Tuning the filewalker

Alexey · October 29, 2023, 1:01pm

it’s worse… the space is reported by storagenode.

thepaul · October 29, 2023, 6:12pm

Yes, that’s true, in some cases. The space-used filewalker output determines how much space the node considers available. The space-available value gets sent to the satellite, and the satellite uses that to determine whether to consider your node for new pieces. So it has an effect in choosing between “node has enough space for more pieces” or “node does not have enough space for more pieces”.

Yeah, you’ve got it. The space reported by the node is used in that one important way, but you could think of it as a boolean flag sent to the satellite: “please send me more data” versus “don’t send me more data”.

Doddophonique · December 17, 2023, 11:40am

If anyone uses docker compose and doesn’t want to change the file every time:

command:
  - "--storage2.piece-scan-on-startup=${NODEX_WALKER:-false}"

It will be false by default every time you create the container without setting the NODEX_WALKER variable to true.

snorkel · January 16, 2024, 2:44pm

Just for statistics…
I restarted 2 nodes in 2 machines (Synology DS220+, 18GB, Exos drives, ext4, noatime, logs on fatal, no ssd), same capacity, same space occupied, same setups; both machines are running 2 nodes, but only the test ones are restarted:

node11, sys1 - 13.1TiB from DSM, ~14.2TB used on Dboard, LAZY ON, FW runs for 57 hours.
node21, sys2 - 13.2TiB from DSM, ~14.5TB used on Dboard, LAZY OFF, FW runs for 39.5 hours.

In Lazy mode, the FW run takes more time (+50%), but the system is more responsive and you don’t loose audit online score.
In non-Lazy mode, the FW runs quicker, but the system is less responsive and I lost ~3% of online audit score, from 99.8 to 97.2.
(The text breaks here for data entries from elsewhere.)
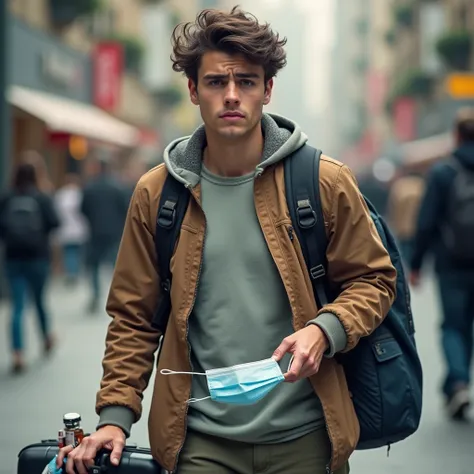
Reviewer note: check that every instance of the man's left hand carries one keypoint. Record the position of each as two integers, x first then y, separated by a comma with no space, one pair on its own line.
307,347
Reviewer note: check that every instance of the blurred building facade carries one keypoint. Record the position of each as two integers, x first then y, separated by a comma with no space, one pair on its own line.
90,78
414,71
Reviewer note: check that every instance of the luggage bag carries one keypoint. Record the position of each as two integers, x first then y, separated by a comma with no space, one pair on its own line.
33,459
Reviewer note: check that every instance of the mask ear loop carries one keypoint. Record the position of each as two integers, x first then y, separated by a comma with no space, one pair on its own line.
194,400
291,361
173,372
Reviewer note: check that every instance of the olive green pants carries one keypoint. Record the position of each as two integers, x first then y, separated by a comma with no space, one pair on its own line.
203,454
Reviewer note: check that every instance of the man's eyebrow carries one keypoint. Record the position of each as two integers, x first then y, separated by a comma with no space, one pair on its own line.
239,75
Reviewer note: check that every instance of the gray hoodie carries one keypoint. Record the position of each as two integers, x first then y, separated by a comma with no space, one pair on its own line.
242,311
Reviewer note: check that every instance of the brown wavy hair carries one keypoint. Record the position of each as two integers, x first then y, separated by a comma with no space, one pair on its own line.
236,32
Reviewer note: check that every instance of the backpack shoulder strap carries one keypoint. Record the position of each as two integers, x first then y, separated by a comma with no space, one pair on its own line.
304,203
171,210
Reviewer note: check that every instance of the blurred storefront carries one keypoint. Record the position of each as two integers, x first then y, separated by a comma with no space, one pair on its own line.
53,93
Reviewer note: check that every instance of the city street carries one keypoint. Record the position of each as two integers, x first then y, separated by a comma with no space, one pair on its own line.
31,406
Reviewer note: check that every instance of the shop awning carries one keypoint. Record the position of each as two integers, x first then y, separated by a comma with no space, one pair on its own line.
427,149
65,115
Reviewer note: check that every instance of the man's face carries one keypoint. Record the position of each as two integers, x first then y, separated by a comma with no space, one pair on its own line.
231,94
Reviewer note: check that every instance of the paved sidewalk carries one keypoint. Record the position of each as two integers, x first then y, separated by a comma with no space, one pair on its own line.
31,406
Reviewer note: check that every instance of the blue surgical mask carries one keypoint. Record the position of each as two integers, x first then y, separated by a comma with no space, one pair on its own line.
242,384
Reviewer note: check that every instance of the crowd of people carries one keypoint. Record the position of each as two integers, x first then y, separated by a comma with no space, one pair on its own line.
69,231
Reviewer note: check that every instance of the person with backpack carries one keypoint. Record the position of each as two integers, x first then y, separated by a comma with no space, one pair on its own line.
446,228
27,218
249,376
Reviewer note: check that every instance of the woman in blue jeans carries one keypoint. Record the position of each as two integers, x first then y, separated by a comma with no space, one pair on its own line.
27,217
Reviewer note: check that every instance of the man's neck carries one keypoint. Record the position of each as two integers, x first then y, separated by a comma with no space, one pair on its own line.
232,158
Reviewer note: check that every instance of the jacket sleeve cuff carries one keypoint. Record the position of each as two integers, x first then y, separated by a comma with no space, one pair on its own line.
119,416
333,330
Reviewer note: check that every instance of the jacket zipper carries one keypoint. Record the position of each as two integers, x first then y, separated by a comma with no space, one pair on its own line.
290,233
189,345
To enable or disable Filewalker and Lazy mode, you can set these parameters in config.yaml:

pieces.enable-lazy-filewalker: true/false
storage2.piece-scan-on-startup: true/false

daki82 · January 18, 2024, 8:10pm

might be interesting filewalker is including the databases, or trys to keep on track with incoming files?
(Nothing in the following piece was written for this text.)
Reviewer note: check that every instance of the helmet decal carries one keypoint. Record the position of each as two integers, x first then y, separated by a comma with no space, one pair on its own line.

Alexey · January 19, 2024, 3:18am

These filewalkers updates DBs after successful scan. And they run periodically to update databases as well.

snorkel · January 27, 2024, 8:54pm

During the run, does the FW sends info to the satellites? Does the node needs uninteruptible internet access? Or if the internet access is lost during or when FW finishes, all it’s progress is useless and needs to do a new run?

Maybe there is an answear somewere, but after 3 years, I still don’t understand how all the pieces work together…
Is it like this?

satellites send bloom filters, aka lists of pieces that should be deleted, to nodes that have those pieces;
these lists are stored in piece_expiration.db;
the GC checks periodicaly this db and than sends the pieces to Trash;
after 7 days, GC deletes those pieces for good;
the FW reads some data from all the pieces from the drive and tells who what?
why does GC needs FW to delete those pieces, if the node knows that it stored them and the bloom filtes tells GC what to delete?
if the node itself takes note of all the piecese that are stored, moved to trash and deleted, why is there the need for Filewalker?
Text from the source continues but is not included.